Après une longue attente, le gouvernement a dévoilé sa Stratégie nationale pour l’alimentation, la nutrition et le climat (SNANC). Ce document, conçu pour orienter les politiques publiques jusqu’à la fin de la décennie, fixe un cap ambitieux mêlant enjeux de santé publique, de justice sociale et de transition écologique.
Le constat de départ est sans appel : l’alimentation représente un quart des émissions de carbone du pays. Parallèlement, près d’un Français sur six est touché par la précarité alimentaire, tandis qu’une proportion similaire de la population est en surpoids. Face à ce triple défi, la stratégie articule ses mesures autour de quatre axes principaux et vingt objectifs concrets.
Transparence et information du consommateur
Parmi les mesures phares figure l’extension prévue du Nutri-Score. Connu des consommateurs sur les produits emballés, cet indicateur pourrait bientôt faire l’objet d’une expérimentation de trois ans dans la restauration collective et commerciale, ainsi que sur les denrées non pré-emballées. Dans la même veine, un nouvel affichage environnemental, destiné à quantifier l’impact climatique des produits, est à l’étude. Son déploiement, pour l’instant envisagé sur une base volontaire, pourrait à terme devenir obligatoire.

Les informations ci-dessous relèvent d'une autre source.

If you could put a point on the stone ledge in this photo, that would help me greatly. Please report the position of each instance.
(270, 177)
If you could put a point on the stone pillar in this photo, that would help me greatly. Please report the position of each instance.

Encadrement de la publicité et qualité dans la restauration
La stratégie nationale pointe également du doigt l’influence du marketing alimentaire. Elle prévoit ainsi de réduire l’exposition des jeunes aux publicités pour les produits riches en graisses, en sel ou en sucres, en s’appuyant notamment sur une charte engageant les annonceurs. Ces derniers seront incités à intégrer le Nutri-Score et le futur affichage environnemental dans leurs communications. Le texte n’exclut pas, en cas d’échec des engagements volontaires, le recours à une réglementation plus stricte.
Par ailleurs, l’encadrement de la qualité nutritionnelle, jusqu’ici réservé aux cantines scolaires, devrait être étendu. Les repas servis dans les crèches, les établissements pour personnes âgées dépendantes et les prisons pourraient faire l’objet de nouvelles normes.
Objectifs chiffrés et lutte contre le gaspillage
La feuille de route fixe des objectifs quantitatifs clairs. Elle ambitionne notamment de porter la part des produits issus de l’agriculture biologique à 12% de la consommation alimentaire en valeur, contre 5,4% actuellement.
Autre priorité affichée : intensifier la lutte contre le gaspillage alimentaire, qui représente environ 18% de la production nationale. Les autorités entendent renforcer les contrôles et les sanctions auprès de l’ensemble des acteurs concernés, en s’appuyant sur la législation existante.
Enfin, la stratégie propose de rendre obligatoire, d’ici 2030, la publication du pourcentage d’achats de produits « durables et de qualité » par les grandes surfaces et la restauration commerciale. Cette mesure de transparence vise à créer un effet d’entraînement, alors que seules les cantines sont actuellement soumises à un seuil minimal d’approvisionnement.
Ce plan d’ensemble dessine ainsi les contours d’une transformation profonde du système alimentaire français pour les années à venir, avec l’ambition de concilier assiette, santé et planète.